In honor of Native American Heritage Month, West Hub Science Writer Kimberly Mann Bruch had a chance to speak with Stan Atcitty, a Senior Scientist at Sandia National Laboratories’ Nuclear Fuel Cycle and Grid Modernization Center and a member of the Navajo Nation, who has been working at the Labs for nearly 30 years.
Atcitty leads the power electronics subprogram as part of the DOE Energy Storage Program and has gained international recognition for its state-of-the-art research and development under his leadership. Six of his projects have won the prestigious R&D 100 award and one Gold Green Energy award from the Research & Development magazine.
Atcitty has over 70 publications and holds four patents and another three pending. In 2007, he received the American Indian Science and Engineering Society Technical Excellence Award for his American Indian community involvement and technical achievement. He was featured in a middle school level children’s book titled “Energy Basics – Energized!” published by Sally Ride Science in 2012. In 2013, he co-authored a book titled Power Electronics for Renewable and Distributed Energy Systems.

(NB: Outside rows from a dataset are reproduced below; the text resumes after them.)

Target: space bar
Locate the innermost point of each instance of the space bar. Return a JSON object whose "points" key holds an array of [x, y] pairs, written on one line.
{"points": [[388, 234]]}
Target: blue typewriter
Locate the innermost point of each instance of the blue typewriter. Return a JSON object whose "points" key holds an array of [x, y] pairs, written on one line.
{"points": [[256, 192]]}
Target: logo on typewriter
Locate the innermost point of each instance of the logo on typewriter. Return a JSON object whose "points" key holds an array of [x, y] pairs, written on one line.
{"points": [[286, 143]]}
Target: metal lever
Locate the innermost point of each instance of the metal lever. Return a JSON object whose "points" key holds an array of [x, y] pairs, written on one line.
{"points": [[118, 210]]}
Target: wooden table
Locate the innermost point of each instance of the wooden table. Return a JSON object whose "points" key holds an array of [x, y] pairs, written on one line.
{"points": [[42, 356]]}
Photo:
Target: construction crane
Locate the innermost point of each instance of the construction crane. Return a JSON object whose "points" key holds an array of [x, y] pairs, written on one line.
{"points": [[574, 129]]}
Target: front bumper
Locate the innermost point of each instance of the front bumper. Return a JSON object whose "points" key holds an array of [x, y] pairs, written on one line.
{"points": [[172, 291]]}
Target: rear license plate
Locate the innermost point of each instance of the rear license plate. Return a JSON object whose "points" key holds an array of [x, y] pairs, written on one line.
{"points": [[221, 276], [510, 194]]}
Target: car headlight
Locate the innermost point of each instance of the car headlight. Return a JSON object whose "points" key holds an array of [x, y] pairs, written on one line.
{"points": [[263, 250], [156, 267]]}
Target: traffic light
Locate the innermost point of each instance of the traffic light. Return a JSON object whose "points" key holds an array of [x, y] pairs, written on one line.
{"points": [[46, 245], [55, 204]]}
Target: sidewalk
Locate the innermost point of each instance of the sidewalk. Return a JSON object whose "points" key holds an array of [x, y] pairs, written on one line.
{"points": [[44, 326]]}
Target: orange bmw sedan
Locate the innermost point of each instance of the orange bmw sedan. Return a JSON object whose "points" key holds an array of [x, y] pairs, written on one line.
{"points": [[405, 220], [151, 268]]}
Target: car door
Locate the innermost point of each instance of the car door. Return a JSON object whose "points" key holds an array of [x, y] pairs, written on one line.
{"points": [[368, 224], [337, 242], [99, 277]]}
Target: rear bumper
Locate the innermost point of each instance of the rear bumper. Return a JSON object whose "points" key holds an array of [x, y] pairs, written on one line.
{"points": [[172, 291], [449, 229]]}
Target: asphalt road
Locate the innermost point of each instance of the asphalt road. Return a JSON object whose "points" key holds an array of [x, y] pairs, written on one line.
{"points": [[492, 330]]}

In addition, President Barack Obama presented Atcitty with the Presidential Early Career Award for Scientists and Engineers on July 31, 2012. This is the highest honor bestowed by the U.S. government for outstanding scientists and engineers who show exceptional leadership at the frontiers of scientific knowledge during the twenty-first century.
Bruch: Can you tell me about your academic path to Sandia?
Atcitty: I received my undergraduate and master’s degrees from New Mexico State University in the 1990s. I then went on to Virginia Tech University and became the first male Native American to receive a Ph.D. in electrical and computer engineering there. From there, I started working at Sandia, where I have been ever since.
Bruch: What is your current focus at the Labs?
Atcitty: My research focus for the past few years has been on alternative energy and specifically the power electronics necessary for integrating energy storage and distributed generation with the electric utility grid. With the support of the DOE Energy Storage Program, I recently started a tribal energy storage program that provides technical assistance on energy storage deployment on tribal lands. In addition, through the National Nuclear Security Administration’s Minority Serving Institute Partnership Program, I’m working with Tribal Colleges and Universities to provide a pathway from tribal communities to the national labs by providing internship opportunities and mentoring.
Bruch: If you had advice to give the future generations of Native students, what would that be?
Atcitty: It’s never too late! In addition to working with traditional-aged students, it is important for adults, seniors, and elders to have access to higher education. For example, one of the MSIPP consortium programs led by Turtle Mountain Community College, focused on cybersecurity research, is inviting seniors and elders to attend lectures and give them an idea of what the concept is all about. Elders are provided an opportunity to provide their input as it’s important for everyone to not only have a chance to provide feedback on our curriculum but also provide them with a way to connect with the younger generation.